Consider the following.

*y* = ln(*x*5),    (1, 0)

(a)

Find *y* ′.

To find \( y' \) (the derivative of \( y \) with respect to \( x \)), given the function \( y = \ln(x^5) \) and the point \( (1, 0) \), we'll proceed as follows:

### Step 1: Simplify the logarithmic expression
We can use the logarithm power rule:
\[
y = \ln(x^5) = 5\ln(x)
\]

### Step 2: Differentiate the function
Now, differentiate \( y = 5\ln(x) \) with respect to \( x \):
\[
y' = \frac{d}{dx}[5\ln(x)] = 5 \cdot \frac{d}{dx}[\ln(x)]
\]
\[
y' = 5 \cdot \frac{1}{x} = \frac{5}{x}
\]

### Step 3: Evaluate the derivative at the given point
We are asked to find the derivative at the point \( (1, 0) \). Since \( x = 1 \) at this point:
\[
y' = \frac{5}{1} = 5
\]

So, the derivative \( y' \) at the point \( (1, 0) \) is:
\[
\boxed{5}
\]

Would you like to explore any more details or have additional questions? Here are some related questions to consider:

1. How does the power rule for logarithms work?
2. What is the derivative of a natural logarithm function?
3. How do you interpret the derivative of a logarithmic function?
4. How do you apply the derivative at a specific point?
5. What are the properties of logarithmic functions?

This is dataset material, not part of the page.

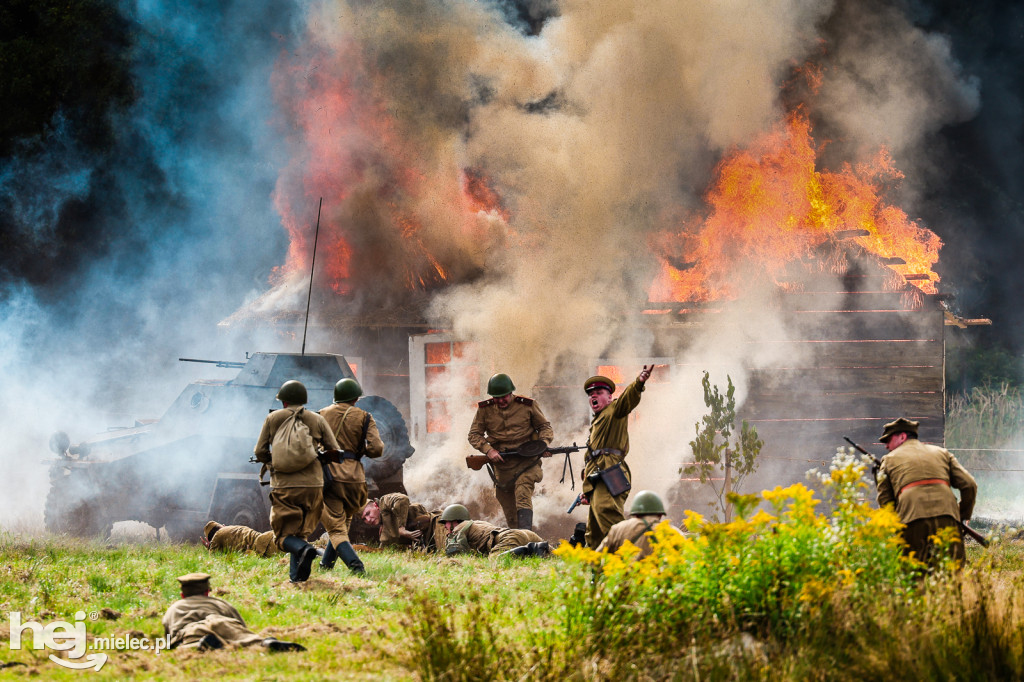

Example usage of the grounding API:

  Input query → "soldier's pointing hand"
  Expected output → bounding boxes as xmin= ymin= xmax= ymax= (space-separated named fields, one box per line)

**Tip:** When differentiating functions involving logarithms, it's often helpful to simplify the logarithmic expression using the logarithm rules before differentiating. This can make the derivative much easier to compute.

Learn how to find the derivative of ln(x^5) using the logarithm power rule and evaluate it at the point (1, 0). This problem involves logarithmic functions and derivatives, suitable for advanced high school students.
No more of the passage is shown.